The Mudcat Café TM
Thread #146992   Message #3405530
Posted By: Owen Woodson
16-Sep-12 - 05:59 AM
Thread Name: Folklore: A. B. Lord Centenary Today
Subject: RE: Folklore: A. B. Lord Centenary Today
Not as such. He collected epics in the Balkans, but you'd be hard pushed nowadays to find many epic singers in East Anglia or the Southern Appalachians.

He did however study Beowulf, which was hardly English language, but which does have some claim to being our only English epic.

Also, the oral-formulaic theory has spilled over into many other areas of oral transmission, not the least of which are the ballads.
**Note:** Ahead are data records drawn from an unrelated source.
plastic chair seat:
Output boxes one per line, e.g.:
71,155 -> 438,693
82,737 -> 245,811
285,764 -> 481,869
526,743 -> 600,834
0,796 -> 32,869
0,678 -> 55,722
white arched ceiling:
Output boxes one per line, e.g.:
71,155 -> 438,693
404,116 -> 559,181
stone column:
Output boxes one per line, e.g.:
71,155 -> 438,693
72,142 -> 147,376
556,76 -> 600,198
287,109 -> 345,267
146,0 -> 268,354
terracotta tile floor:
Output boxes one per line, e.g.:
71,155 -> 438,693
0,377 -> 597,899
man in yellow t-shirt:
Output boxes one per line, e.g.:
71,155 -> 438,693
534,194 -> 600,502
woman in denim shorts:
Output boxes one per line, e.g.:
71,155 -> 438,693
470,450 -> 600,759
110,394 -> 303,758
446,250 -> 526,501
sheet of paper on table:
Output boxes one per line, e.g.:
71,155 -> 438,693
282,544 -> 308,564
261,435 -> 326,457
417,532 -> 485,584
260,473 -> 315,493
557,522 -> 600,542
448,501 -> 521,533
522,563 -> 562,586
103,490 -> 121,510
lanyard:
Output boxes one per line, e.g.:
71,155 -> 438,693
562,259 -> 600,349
See for instance Peter Burke, Popular Culture in Early Modern Europe; David Buchan, The Ballad and the Folk; and Bill McCarthy, the Ballad Matrix.

But also see The Oral-Formulaic Theory of Balladry - A Rebuttal by Albert B Friedman.
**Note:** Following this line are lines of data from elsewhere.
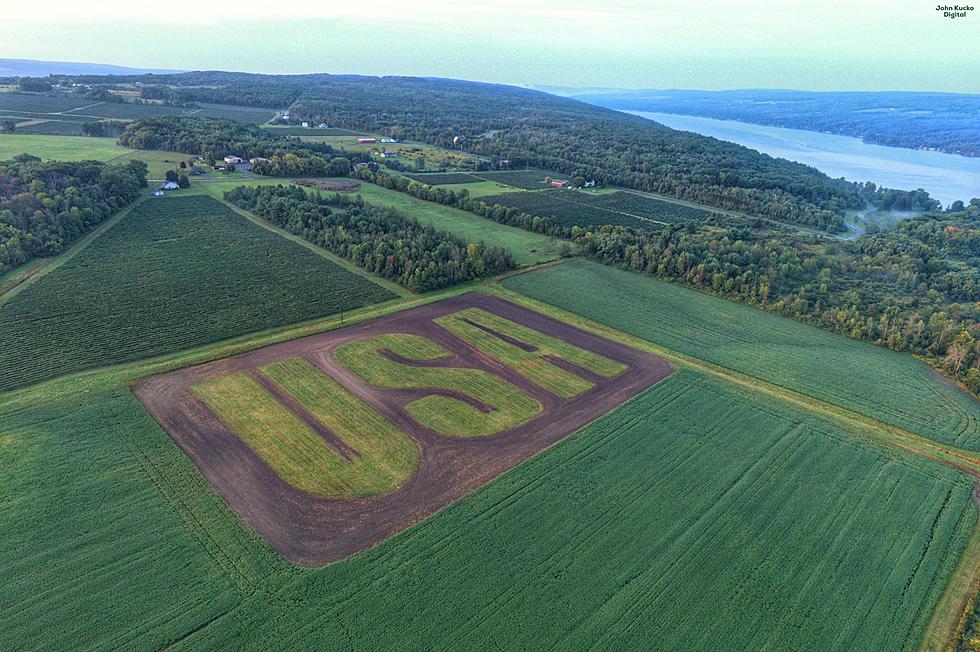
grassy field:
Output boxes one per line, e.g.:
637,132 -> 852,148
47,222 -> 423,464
0,195 -> 396,392
195,359 -> 417,497
2,367 -> 973,650
0,133 -> 192,178
436,307 -> 626,397
503,260 -> 980,450
335,332 -> 542,436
Apologies if any of this is wrong or vague, but epic poetry is not something I've looked into for many years and it's still early morning in the Woodson household.

Just a thought. Millman Parry (Lord's predecessor in oral-formulaic theory) and Lord himself, influenced a number of younger oral epic scholars. But I'm wondering if there's ever been a full discussion of the Parry-Lord thesis, as it's also known. A set of conference papers perhaps.